Le pauvre, me dis-je, le deuil est trop difficile à faire, son thérapeute le contraint à rompre les liens. Tout faux j’avais.

- J’ai rencontré une fille, elle est vraiment super. Tu l’aimerais. Elle est native de Tahiti. Ce qui m’a charmé, sur le coup, c’est son accent français. Tu sais comment j’aime les filles bronzées. Je t’ai dit qu’elle était super?

Qu’il dit.

Tout ça déballé d’une traite. Comme s’il récitait la moitié de la liste de pour et contre, dans laquelle j’avais évidemment perdu haut la main. Et c’est de plus belle qu’il me «deload» le reste de son truck.

- Elle est à Montréal parce qu’elle fait des études sur les peuples indigènes. Ses parents sont de riches diplomates, elle a voyagé partout dans le monde. Aussi, elle…

- Aussi elle pisse d’la rose et peut bien manger mon cul (que j’ai pensé). En vérité, c’est un plutôt: «Jswizzz jeuzs… Suis vraiment contente pour toi.»

Tout d’un coup, le sifflet coupé, arraché, piétiné, je ne peux que constater. Elle a gagné le duel sans me laisser l’occasion de lui crisser un soufflet.

- On a décidé, elle et moi, qu’on allait partir en voyage bientôt. Je n’ai pas vraiment de contrats qui s’en viennent alors… Le mois prochain on s’en va aux Seychelles.

Coup de théâtre! Les rideaux sacrent le camp.

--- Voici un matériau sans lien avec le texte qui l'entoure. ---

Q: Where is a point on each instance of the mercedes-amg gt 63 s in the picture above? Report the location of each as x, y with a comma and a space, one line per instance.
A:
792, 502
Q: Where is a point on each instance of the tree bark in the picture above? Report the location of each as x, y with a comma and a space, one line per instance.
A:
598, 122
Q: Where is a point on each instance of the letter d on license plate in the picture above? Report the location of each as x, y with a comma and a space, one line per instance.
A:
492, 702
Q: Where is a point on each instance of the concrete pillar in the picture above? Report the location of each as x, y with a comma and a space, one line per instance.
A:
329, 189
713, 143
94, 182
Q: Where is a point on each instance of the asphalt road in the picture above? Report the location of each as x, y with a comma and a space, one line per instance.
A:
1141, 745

- On veut partir vite, comme ça, sur un coup de tête. Je ne prendrai pas de visa de travail parce qu’on changera sûrement plusieurs fois de pays. On se prend des billets ouverts parce qu’on ne sait pas quand nous allons revenir.

Douleur.

Va! Crétin! Mener ta vie de hippie/bohème/romance comme tu le sens, bel enfoiré. Et tu me racontes ça pourquoi? Voudrais-tu que je t’aide à faire tes valises? Que je dépose des compresses froides dans ton cou pendant que tu recevras tes vaccins?

- Heuuu (racle ma gorge et replace mon minable décolleté). Tu l’as rencontrée quand? Tu ne trouves pas ça rapide? Des gros plans de même. Tu ne m’avais pas dit que tu voyais d’autres filles…

Il répond simplement par sa face de taré satisfait.

Et, c’est comme ça que je perdis mon coup sûr.

Que je perdis le garçon pour qui je n’ai pas à me raser les aisselles. Le garçon qui m’a vue vomir sur mes bottes de fourrure, celui qui m’a déjà ramassée en plein délire d’ultra fièvre, à poil dans la cage d’escaliers.

Et bien, ce garçon, je le perds au profit de mademoiselle princesse d’Arabie, celle qui, avec deux trois battements de cils, se ventilant la face avec des chèques de voyage, lui a fait oublier tous ces beaux moments qu’il a vécus en ma compagnie.

Maintenant, je n’ai plus trop le choix d’abandonner ce qui me reste des miettes de notre relation. Dois-je me sentir coupable du fait qu’il choisisse la représentante 18-24 de la royauté tahitienne à défaut de me choisir, moi, vicomtesse du terrain vague?

À qui revient le blâme lorsqu’un ex-petit ami «rebound» sur Ze princesse charmante? Serait-ce de ma faute si je suis reléguée au rôle de Javotte la moche dans mon propre conte de fées?

Je le mets à la porte prétextant un rendez-vous de fille occupée. Je suis sans voix, humiliée, décontenancée, les deux bras coupés.

Quel bout j’ai perdu? Comment le garçon, qui un jour pissa dans ma commode, en devient à aspirer au titre de première dame de Tahiti caliss?

Comment le garçon de St-Jovite se retrouve à choisir entre West-machin-shire et ville Saguené?

«Puis-je t’offrir des sablés ou bien un hamburger sauce avec ton thé my dear?» Même moi je ne me serais pas choisie.

Le bus est passé dans ma face, j’ai perdu mes tickets de train. C’est moi qui aurais dû la rencontrer. C’est avec moi qu’elle devrait magasiner des maillots de bain.